具体的にはやはり、リズム面での変化が著しいですね。極めて複雑で有機的に絡み合う様々なパーカッションの乱れ打ちがひと際目立ちますし、メロディー志向では決してないようです。M2「
Miss Modular」のポップさがむしろ浮いているほどです。
前作の『
Emperor Tomato Ketchup』(1996)におきましてもひと皮剥けた感がありましたが、これまでのギターバンド然とした音の括りにはもはや収まり切らない冒険的な試みが満載のはずです。
奇抜なラウンジ感覚もより一層、盛り込まれていまして酩酊感も2割増しでしょう。
ただし、思ったよりもメリハリに欠けるんですね。冒頭のM1「
Brakhage」から密度の高い演奏が心地良いのですが、聴き進めて行くうちに彷徨ってしまうんですよね、幸か不幸か。それが
Stereolabの意図するところではなくても自然と聴き入ってしまっているということなのか何なのか。イタリア映画のサウンドトラックを貪るように聴いていたらしいので、多分に影響されているということあるんでしょうか。
実際には相当、面白いことを演っているんだろうなとは思いつつも、うっかりとしていますと曲間も判らずに聞き流してしまうくらいなんです。
それにしてもこの様変わり、大変身を遂げたかのように見えますけどれども。実際にこの時期の来日公演を観に行ったのですが、今までの持ち歌との違和感はまったくありませんでしたね。初めての
Stereolab観戦にもかかわらず、いつもの彼らじゃないかなんて勘違いもしたくらいです。
Tim Ganeと当時のシンセサイザー担当とで二人羽織のような連弾を披露したりしたこともありましたね、本作収録曲だったはずですがさっぱり憶えておりませんです。

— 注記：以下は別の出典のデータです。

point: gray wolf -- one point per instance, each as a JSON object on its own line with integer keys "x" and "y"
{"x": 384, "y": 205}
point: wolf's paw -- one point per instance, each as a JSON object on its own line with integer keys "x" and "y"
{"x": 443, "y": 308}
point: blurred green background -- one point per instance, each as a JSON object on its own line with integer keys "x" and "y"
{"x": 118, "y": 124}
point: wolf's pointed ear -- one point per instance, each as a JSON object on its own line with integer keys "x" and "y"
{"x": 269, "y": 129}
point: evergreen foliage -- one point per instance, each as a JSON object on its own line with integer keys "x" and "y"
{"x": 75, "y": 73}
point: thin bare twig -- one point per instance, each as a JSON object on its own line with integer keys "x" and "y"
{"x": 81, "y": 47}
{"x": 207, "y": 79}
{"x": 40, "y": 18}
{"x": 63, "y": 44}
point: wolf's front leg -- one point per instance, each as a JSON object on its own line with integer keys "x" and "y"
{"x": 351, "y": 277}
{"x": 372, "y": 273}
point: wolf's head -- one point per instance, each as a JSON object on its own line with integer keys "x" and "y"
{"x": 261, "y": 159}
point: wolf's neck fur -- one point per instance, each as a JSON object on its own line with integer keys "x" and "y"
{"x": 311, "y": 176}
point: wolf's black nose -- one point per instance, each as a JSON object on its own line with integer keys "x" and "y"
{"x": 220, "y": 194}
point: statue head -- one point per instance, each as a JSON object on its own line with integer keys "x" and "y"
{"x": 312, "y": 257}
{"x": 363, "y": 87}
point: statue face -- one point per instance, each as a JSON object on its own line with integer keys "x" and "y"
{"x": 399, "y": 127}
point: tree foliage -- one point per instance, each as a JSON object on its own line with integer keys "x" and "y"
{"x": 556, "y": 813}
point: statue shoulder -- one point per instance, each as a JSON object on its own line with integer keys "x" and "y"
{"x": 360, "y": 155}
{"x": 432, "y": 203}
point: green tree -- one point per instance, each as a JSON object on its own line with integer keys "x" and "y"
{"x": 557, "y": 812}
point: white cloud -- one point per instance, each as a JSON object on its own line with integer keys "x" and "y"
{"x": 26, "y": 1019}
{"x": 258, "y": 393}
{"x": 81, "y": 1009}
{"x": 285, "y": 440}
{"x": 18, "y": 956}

それはさておきまして、あの時は自分たちの世界、磁場を築いていたんでしょうね。堂々としていたもんですし。
そんな訳で
Stereolabに対する興味も本作でひと区切りというのが本当のところだったりします。1年に1枚の割合で何かしら発売されていましたので律儀に購入してはいましたが、手のひらを返すように醒めて行ったのでした。